Any financial institution participating in the Capital Purchase Program will be subject to more stringent executive compensation rules for the period during which Treasury holds equity issued under this program. The financial institution must meet certain standards, including: (1) ensuring that incentive compensation for senior executives does not encourage unnecessary and excessive risks that threaten the value of the financial institution;

At first glance, that sounds reasonable (unless you’re one of those wacky free-market types who doesn’t think government should be setting salaries)—but I’d really like to know how we’re going to define “excessive risks.” Seems that could get mighty tricky mighty fast. Plus, don’t executives already have a fiduciary responsibility to shareholders to not do things that threaten the value of their financial institutions? We see how far that got us.

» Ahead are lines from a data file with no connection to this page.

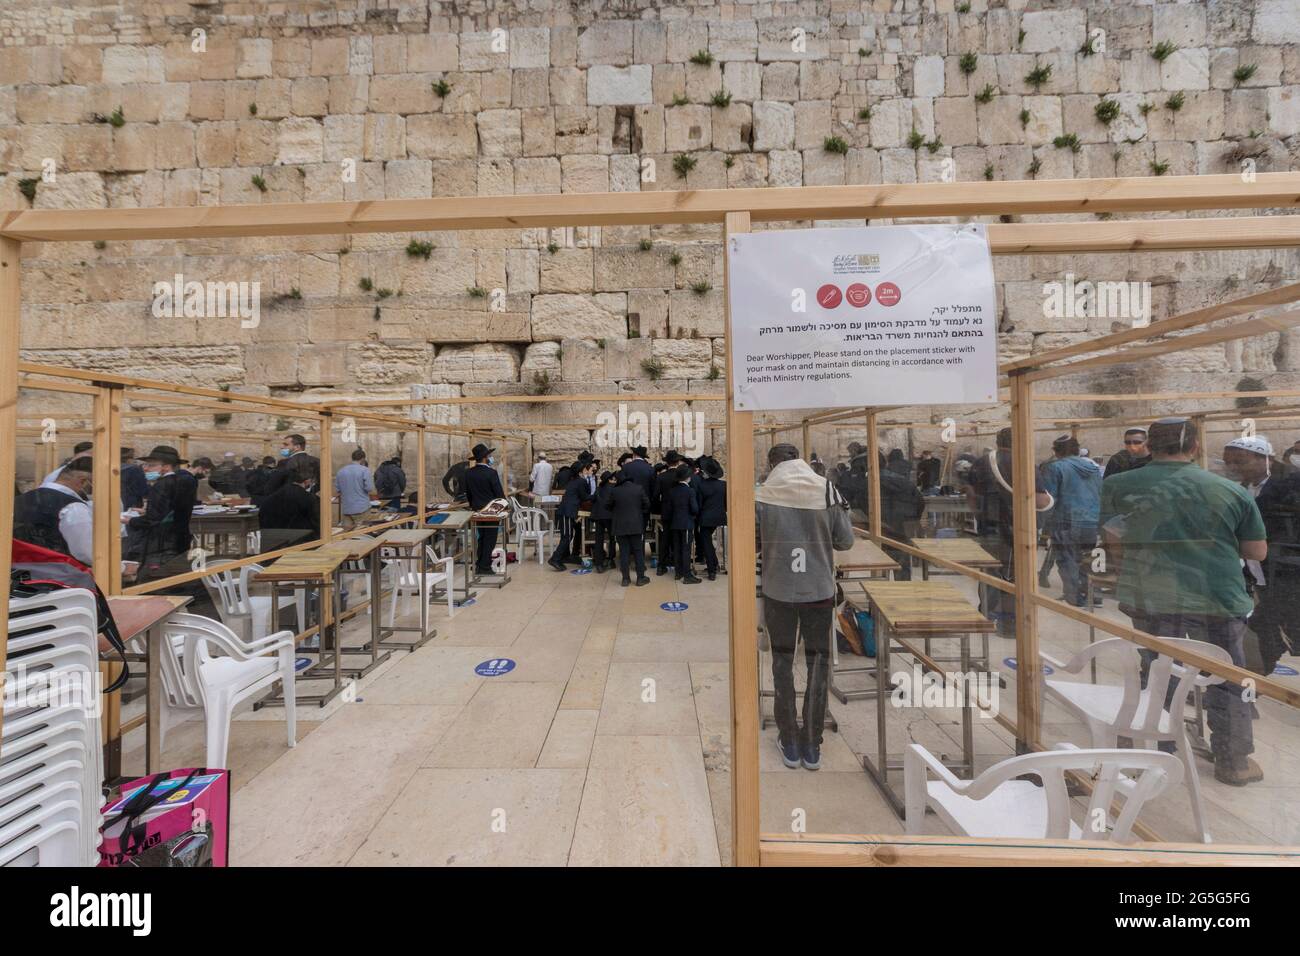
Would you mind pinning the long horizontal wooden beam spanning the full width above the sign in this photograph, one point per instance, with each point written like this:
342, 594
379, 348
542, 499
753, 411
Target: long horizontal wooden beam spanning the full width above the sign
1130, 194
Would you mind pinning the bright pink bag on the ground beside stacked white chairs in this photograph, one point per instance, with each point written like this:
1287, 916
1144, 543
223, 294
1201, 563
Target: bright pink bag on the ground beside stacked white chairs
175, 819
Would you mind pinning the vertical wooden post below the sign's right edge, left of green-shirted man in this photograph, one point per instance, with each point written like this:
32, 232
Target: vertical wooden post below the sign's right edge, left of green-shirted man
1029, 674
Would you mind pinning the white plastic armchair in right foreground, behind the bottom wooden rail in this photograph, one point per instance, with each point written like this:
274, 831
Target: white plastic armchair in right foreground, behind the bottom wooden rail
999, 806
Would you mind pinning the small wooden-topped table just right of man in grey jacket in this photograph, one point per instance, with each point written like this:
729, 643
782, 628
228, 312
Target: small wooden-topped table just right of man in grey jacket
921, 609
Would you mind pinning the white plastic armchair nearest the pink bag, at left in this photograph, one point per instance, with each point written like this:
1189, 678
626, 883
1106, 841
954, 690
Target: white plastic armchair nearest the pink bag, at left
194, 678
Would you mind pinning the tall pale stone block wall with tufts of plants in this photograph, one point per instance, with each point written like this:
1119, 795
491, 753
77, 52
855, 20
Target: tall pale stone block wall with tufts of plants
306, 101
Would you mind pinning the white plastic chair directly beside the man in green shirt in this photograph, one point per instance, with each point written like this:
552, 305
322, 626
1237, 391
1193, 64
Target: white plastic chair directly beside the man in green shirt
1128, 711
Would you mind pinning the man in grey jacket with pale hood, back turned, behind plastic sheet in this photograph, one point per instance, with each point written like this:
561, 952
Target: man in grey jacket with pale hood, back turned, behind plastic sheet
801, 521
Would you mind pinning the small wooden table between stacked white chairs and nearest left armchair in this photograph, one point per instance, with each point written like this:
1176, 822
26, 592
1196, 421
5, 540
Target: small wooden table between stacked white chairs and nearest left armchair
140, 617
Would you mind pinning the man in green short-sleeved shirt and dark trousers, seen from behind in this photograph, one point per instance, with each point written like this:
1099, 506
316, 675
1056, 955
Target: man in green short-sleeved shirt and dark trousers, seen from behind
1181, 535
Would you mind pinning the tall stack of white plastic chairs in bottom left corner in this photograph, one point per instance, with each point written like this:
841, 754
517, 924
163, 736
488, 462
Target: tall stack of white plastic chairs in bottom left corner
51, 758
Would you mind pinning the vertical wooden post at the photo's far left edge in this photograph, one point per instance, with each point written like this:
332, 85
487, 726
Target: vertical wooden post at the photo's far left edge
11, 338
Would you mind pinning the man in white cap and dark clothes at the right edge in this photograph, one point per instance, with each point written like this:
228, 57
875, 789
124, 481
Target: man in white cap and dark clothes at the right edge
1277, 578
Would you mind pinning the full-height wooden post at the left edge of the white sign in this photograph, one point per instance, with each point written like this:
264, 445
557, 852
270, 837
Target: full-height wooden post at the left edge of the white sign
742, 585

(2) required clawback of any bonus or incentive compensation paid to a senior executive based on statements of earnings, gains, or other criteria that are later proven to be materially inaccurate;

As I mentioned last month, the government already has the ability to do this under Sarbanes-Oxley. It’s not exactly a well-used provision.

(3) prohibition on the financial institution from making any golden parachute payment to a senior executive based on the Internal Revenue Code provision;

Okay, this might have teeth.

and (4) agreement not to deduct for tax purposes executive compensation in excess of $500,000 for each senior executive. Treasury is issuing interim final rules for these executive compensation standards.

It’s almost laughable they’re bringing this up again. When Congress instituted this law the first time around—with a $1 million tax-deductibility cap—companies just started paying executives in stock options, deferred compensation, and other goodies. Although I guess a lot of this was added to the bill to improve its chances of passing Congress, and not necessarily to do the things it purports to be able to do. So in that way, it’s worked quite well.